While working for his father, Ryan set out to find an effective budgeting solution for his clients. Fascinated as to why people kept overspending, Ryan developed a system and tested his theories within what he called a mini-incubator.
“I would have one client testing an idea, another testing a different one, and myself doing something different all at once. I felt like I was in the trenches with them.”
He emerged two years later with a vast understanding of why people raid their savings and make impractical short-term purchases. To combat this, he had developed a system where clients would open 10-12 checking accounts and label them for different purposes – Maggie’s Birthday Extravaganza, Disneyland Vacation, Car Repairs, Anniversary, etc…
Thus, the idea for Envudu was born.
Envudu is the 21st century answer to the age-old problem of overspending and budgeting. Ryan has found that “traditional systems like the cash-envelope system are best fit for cash economies. With the exit of cash from the marketplace and the growing categories in which people spend their money, those systems need to be translated for the digital age.”
Envudu draws an incremental amount from your income and sorts it into digital personalized spending envelopes. But why does this work?

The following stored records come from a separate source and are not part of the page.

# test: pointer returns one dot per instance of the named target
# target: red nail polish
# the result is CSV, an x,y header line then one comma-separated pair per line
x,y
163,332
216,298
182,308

By linking every purchase to an emotion, Envudu can hack present bias to work for you not against you. Present bias is when you irrationally place too much value on things you want right now, and things that will eventually matter don’t have value. “This isn’t just savings,” says Ryan referring to an envelope, “this is ‘Vegas Trip’. In the moment, that money becomes more valuable to you and decide not to spend it on something else.” Envudu works for individuals trying to bolter their savings but, they quickly realized the broader applications.
Ryan and his team heard that married couples raved about Envudu. “Cash envelopes are easy to stick with when you’re single… When you’re married, problems arise when there are two spenders,” says Tyler.
Ryan shares this sentiment and says, “A lot of marriages have a spender and a saver, which causes problems … Envudu gets the spender to reign in their decisions, and loosens up the saver … If they know car repairs are taken care of, they splurge on the extra bottle of wine.”
Envudu ensures you always have money for the things you want most in life.
For Ryan’s wife, it’s the holidays. “Christmas is one of the most financially stressful times of the year. People always say ‘how are we going to pull this off?’ My wife and I, we put away $23 per week. Then, when Christmas comes, it’s not ‘how are we going to get this money together?’. It allows us to focus on what’s important.”
In Tyler’s case, he’s never been married without it. In fact, on the same day he bought his wife’s engagement ring, he bought a motorcycle. “I thought I should get that in before the wedding.” He had it paid off in four months.